Analytic number theory question.

Question

Let $n$ be a positive integer, and define $f(n)$ as $n +\lfloor\sqrt{n}\rfloor$, where $\lfloor x\rfloor$ is the greatest positive integer less than or equal to $x$. Prove that the sequence $n, f(n), f(f(n)), f(f(f(n))), \ldots$ contains a perfect square.

Answer 1

Nice problem. Define $g(n)$ to be the remainder when $n$ is divided by $\lfloor\sqrt{n}\rfloor$. Also define $n_0 = n$, $n_{i+1}=f(n_i)$ for $i \geq 0$. Consider the sequence $g(n_0), g(n_1), g(n_2), \ldots$. We will prove that this sequence has infinitely many chunks of 0's separated by chunks of nonzero values. Note that if $g(n_i) > 0$ while $g(n_{i+1}) = 0$, that means $n_{i+1}$ is a perfect square.
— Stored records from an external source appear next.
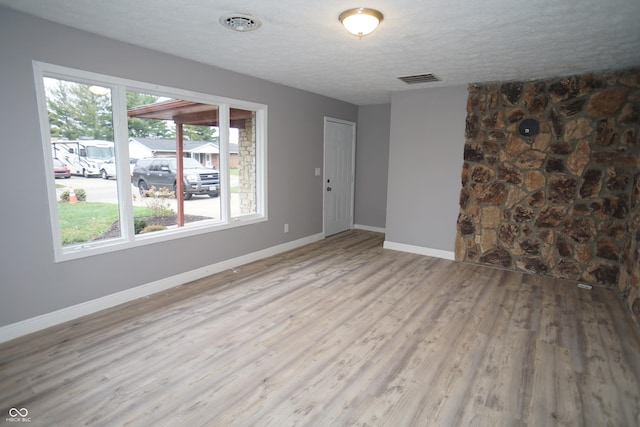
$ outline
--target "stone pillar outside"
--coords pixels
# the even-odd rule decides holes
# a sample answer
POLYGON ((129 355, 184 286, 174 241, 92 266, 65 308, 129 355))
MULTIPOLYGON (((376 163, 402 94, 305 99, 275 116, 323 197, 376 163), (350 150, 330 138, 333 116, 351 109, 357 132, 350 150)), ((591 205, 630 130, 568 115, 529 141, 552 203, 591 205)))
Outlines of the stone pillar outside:
POLYGON ((238 180, 240 214, 256 212, 256 113, 244 121, 238 137, 238 180))

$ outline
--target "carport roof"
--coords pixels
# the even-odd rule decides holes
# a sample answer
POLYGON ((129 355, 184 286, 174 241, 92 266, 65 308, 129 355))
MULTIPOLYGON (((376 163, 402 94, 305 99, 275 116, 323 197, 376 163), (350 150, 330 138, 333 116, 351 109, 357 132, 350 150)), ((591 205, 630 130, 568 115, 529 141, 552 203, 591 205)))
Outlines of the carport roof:
MULTIPOLYGON (((129 117, 140 119, 172 120, 184 125, 218 126, 219 111, 217 105, 182 99, 155 102, 140 105, 127 110, 129 117)), ((244 121, 253 117, 253 112, 231 108, 229 111, 231 127, 244 128, 244 121)))

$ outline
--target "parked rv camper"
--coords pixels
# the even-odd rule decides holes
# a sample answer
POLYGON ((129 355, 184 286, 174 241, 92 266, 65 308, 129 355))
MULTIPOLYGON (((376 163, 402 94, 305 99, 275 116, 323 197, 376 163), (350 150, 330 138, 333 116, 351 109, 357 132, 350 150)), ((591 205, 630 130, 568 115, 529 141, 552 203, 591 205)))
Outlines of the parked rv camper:
POLYGON ((51 142, 53 157, 69 166, 72 175, 99 176, 102 163, 115 155, 111 141, 75 140, 51 142))

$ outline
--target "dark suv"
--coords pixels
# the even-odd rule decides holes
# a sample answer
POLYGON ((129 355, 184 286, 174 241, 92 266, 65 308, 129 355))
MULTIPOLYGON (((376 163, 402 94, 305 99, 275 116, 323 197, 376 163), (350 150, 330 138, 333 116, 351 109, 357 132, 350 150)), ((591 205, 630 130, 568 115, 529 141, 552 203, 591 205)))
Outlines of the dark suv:
MULTIPOLYGON (((217 197, 220 194, 220 174, 212 168, 205 168, 197 160, 183 159, 184 199, 189 200, 194 194, 207 194, 217 197)), ((147 157, 138 160, 131 183, 138 187, 141 196, 151 187, 168 188, 176 191, 176 158, 147 157)))

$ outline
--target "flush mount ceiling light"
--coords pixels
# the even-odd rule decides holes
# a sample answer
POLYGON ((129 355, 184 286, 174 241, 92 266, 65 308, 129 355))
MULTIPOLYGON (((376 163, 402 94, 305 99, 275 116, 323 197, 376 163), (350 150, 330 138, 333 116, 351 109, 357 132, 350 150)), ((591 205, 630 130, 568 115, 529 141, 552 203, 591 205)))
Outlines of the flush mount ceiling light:
POLYGON ((94 95, 102 96, 111 92, 111 89, 109 89, 108 87, 102 87, 102 86, 89 86, 89 92, 91 92, 94 95))
POLYGON ((255 16, 245 15, 243 13, 225 15, 219 19, 219 22, 223 27, 241 33, 257 30, 262 25, 262 22, 255 16))
POLYGON ((358 7, 356 9, 345 10, 340 14, 338 20, 351 34, 358 37, 366 36, 376 29, 382 22, 383 15, 375 9, 358 7))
So we are essentially proving that the sequence $\{n_i\}$ has infinitely many perfect squares.

Let's set up notation first: suppose that $k^2 \leq n \leq (k+1)^2-1=k^2+2k$. Note that when we go from $n$ to $f(n)=n+k$, we either cross $(k+1)^2$ or we don't.

Case 1: If we don't, $n+k < (k+1)^2$ and $\lfloor\sqrt{n+k}\rfloor=\lfloor\sqrt{n}\rfloor=k$. Then it is clear that $g(n+k) = g(n)$.

Case 2: If we do, $n+k \geq (k+1)^2$ and $\lfloor\sqrt{n+k}\rfloor = \lfloor\sqrt{n}\rfloor+1 = k+1$. This means $k^2+2k \geq n \geq k^2+k+1$.

If $g(n) = 0$, then $k|n$, so $n = k^2+2k$. In this case $n+k = k^2+3k = (k+1)^2+(k-1)$, so $g(n+k) = k-1$.

If $g(n) > 0$ then $n = k^2+k+g(n)$. Thus $n+k = k^2+2k+g(n) = (k-1)^2+g(n)-1$, which means $g(n+k) = g(n)-1$.

Putting things together: So each time we step forward by one in the sequence $\{g(n_i)\}$, one of three things happens.

1. The value stays the same.

2. If the value is positive, value decreases by one.

3. If the value is zero, the value changes to some positive number.

Thus $\{g(n_i)\}$ will consist of chunks of zeros separated by chunks of nonzero values. So $\{n_i\}$ contains infinitely many perfect squares, and the proof is complete!

(Let me know in the comments if I should clarify any of these steps.)

Answer 2

If $n$ is a square, you're done. If $n=m^2+k$ with $0\lt k\lt2m+1$, then in either one or two steps you'll be at a number of the form $(m+1)^2+k'$ with $0\le k'\lt k$. Induction (on $k$) now tells you that eventually you'll land on a square.